The owner of a small consulting firm near Pittsburgh said the first time she called to check on her application, an agent told her she’d have the advance within three days. But when she called again, that afternoon, someone else told her it would take three or four weeks instead.
There’s also been widespread confusion over how much each applicant stands to receive.
A newsletter sent out by the SBA Massachusetts District Office on Monday said that advances would start going out this week, with businesses receiving $1,000 per employee, up to a maximum of $10,000.
Hatch, the SBA spokesperson, confirmed that the agency is using this formula to distribute the money — a change not all applicants have been told about yet.
In the absence of clear guidance from the SBA, panicked business owners swap updates and rumors on Facebook and Reddit. On Twitter, disgruntled applicants have started a hashtag calling the program a hoax.
For Dave Evasew, the week and a half since he applied has brought difficult decisions, heated phone calls, and hours spent waiting on hold.
His dance and gymnastics center has been shut since the second week of March, when Montgomery County had the highest number of confirmed COVID-19 cases in the state. Nonessential businesses there were urged to close even before Gov. Tom Wolf issued his statewide shutdown order the following week.
Evasew applied for a disaster loan on March 20. After the stimulus bill created the forgivable advances, he applied for one the day the program launched.
That was last Monday, when Evasew said an SBA agent told him to keep checking his bank account: The advance could arrive at any time. When he called again on Thursday, another agent told him it would arrive the following Monday. On Tuesday, he said, an SBA supervisor told him that agents aren’t supposed to give applicants estimated timeframes at all.
He still hasn’t received any of the money.

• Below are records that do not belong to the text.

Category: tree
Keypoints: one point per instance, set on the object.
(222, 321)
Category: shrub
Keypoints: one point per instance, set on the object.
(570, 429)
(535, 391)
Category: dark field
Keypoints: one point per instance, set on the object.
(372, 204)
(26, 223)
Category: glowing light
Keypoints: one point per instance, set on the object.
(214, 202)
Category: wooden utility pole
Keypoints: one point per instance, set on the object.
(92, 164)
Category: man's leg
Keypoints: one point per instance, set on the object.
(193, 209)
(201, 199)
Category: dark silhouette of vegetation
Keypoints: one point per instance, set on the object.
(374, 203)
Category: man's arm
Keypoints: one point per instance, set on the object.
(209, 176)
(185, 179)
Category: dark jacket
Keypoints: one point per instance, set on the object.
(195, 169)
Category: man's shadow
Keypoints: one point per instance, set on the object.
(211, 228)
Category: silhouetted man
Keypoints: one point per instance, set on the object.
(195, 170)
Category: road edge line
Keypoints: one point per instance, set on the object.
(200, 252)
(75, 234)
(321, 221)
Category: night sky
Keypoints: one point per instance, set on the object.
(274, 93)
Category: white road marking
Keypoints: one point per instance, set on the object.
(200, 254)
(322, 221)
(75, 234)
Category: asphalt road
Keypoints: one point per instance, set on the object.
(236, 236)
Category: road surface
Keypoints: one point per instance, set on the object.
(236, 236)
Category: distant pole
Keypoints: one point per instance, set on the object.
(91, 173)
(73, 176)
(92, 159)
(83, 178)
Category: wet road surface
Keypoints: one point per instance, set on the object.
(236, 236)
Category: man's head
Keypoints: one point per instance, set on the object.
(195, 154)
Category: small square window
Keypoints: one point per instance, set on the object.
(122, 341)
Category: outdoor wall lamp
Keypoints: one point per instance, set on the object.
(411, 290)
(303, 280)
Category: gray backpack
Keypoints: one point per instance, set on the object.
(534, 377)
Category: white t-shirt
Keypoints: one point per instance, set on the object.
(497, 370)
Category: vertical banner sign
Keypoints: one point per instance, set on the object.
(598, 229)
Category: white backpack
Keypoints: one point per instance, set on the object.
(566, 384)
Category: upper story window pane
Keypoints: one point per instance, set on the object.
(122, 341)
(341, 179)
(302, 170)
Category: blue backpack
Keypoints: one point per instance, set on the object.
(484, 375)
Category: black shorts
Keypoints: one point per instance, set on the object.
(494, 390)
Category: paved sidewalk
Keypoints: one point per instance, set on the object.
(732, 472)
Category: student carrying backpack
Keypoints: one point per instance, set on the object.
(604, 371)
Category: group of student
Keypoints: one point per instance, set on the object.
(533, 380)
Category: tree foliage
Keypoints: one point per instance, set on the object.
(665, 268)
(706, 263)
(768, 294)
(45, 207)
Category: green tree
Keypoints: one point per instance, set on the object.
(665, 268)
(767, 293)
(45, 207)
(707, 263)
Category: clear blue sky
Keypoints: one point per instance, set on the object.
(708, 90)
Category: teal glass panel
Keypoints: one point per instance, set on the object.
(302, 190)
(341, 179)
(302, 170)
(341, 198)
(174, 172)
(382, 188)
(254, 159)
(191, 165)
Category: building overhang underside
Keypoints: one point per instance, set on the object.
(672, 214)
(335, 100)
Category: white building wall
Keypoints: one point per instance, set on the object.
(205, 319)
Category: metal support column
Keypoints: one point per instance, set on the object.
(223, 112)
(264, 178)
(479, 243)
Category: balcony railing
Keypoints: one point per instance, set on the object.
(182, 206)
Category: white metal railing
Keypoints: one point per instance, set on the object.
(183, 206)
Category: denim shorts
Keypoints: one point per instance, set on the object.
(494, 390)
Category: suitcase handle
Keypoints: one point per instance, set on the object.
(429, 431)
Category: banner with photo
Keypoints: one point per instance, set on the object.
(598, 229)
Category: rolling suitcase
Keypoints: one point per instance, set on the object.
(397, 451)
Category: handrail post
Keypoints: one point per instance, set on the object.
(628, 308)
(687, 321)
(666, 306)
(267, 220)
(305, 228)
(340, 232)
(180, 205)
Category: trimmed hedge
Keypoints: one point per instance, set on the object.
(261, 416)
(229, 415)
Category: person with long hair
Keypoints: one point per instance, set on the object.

Evasew had been counting on the advance to cover last month’s payroll. Now, he said, those checks will bounce.
“I would have made my decisions differently if people had told me the truth from the beginning,” Evasew said.
Earlier this week, growing increasingly desperate, he contacted his congresswoman, Democratic Rep. Madeleine Dean, asking for help.
In response, he got an email from a staffer, noting that their office has received several similar requests. The rollout of the program, the staffer wrote, has been “at best, abysmal.”